The fawn-coloured lark (Calendulauda africanoides) or fawn-coloured bush-lark is a species of lark in the family Alaudidae. It is found in south-central Africa.

==Taxonomy and systematics==
Formerly, the fawn-coloured lark was classified as belonging to the genus Mirafra until moved to Calendulauda in 2009.

=== Subspecies ===
Eight subspecies are recognised:
- C. a. intercedens (Reichenow, 1895) – east, south Ethiopia and west Somalia to east Uganda, Kenya and north Tanzania
- C. a. alopex (Sharpe, 1890) – extreme east Ethiopia and north Somalia
- C. a. trapnelli (White, CMN, 1943) – southeast Angola and southwest Zambia
- C. a. harei (Roberts, 1917) – central Namibia to southwest Botswana and northwest South Africa
- C. a. makarikari (Roberts, 1932) – southwest Angola and north Namibia to west Zambia and north, central Botswana
- C. a. sarwensis (Roberts, 1932) – west Botswana, east Namibia and central north South Africa
- C. a. vincenti (Roberts, 1938) – central Zimbabwe and south Mozambique
- C. a. africanoides (Smith, A, 1836) – south Namibia, south, east Botswana, southwest Zimbabwe and north South Africa

The subspecies C. a. intercedens and C. a. alopex were formerly separated as the foxy lark. They were lumped with the fawn-colored lark based on the results of a large 2024 molecular genetic study of the Alaudidae by Per Alström and collaborators that found only shallow genetic divergence.

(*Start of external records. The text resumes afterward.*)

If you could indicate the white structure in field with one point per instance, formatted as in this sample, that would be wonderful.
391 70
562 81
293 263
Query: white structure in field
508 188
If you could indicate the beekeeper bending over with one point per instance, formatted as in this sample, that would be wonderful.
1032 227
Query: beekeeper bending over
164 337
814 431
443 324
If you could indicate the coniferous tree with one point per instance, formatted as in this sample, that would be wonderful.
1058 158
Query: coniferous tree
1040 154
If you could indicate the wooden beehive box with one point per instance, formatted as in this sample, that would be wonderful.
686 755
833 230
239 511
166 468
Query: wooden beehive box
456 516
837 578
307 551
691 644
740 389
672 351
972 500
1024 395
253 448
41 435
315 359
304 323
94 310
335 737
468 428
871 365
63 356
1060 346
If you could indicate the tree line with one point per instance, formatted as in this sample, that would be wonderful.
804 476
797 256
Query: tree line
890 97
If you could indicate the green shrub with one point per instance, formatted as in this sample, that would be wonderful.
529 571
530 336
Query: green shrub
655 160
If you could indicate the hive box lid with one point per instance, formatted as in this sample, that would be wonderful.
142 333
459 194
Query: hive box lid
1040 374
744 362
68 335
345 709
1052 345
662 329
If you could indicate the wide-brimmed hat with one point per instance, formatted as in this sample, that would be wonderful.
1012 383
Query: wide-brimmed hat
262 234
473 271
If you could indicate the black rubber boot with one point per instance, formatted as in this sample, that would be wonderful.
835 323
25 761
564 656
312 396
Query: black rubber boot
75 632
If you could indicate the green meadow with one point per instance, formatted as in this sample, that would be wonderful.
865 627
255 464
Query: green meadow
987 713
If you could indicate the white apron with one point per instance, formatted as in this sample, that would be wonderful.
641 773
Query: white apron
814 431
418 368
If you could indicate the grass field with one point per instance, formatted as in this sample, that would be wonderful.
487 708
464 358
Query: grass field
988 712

== Distribution and habitat ==
The range of the fawn-coloured lark is broadly spread, with an estimated global extent of occurrence of 2,400,000 km^{2}. It can be found in the countries of Angola, Botswana, Ethiopia, Kenya, Mozambique, Namibia, Somalia, South Africa, Tanzania, Uganda, Zambia, and Zimbabwe.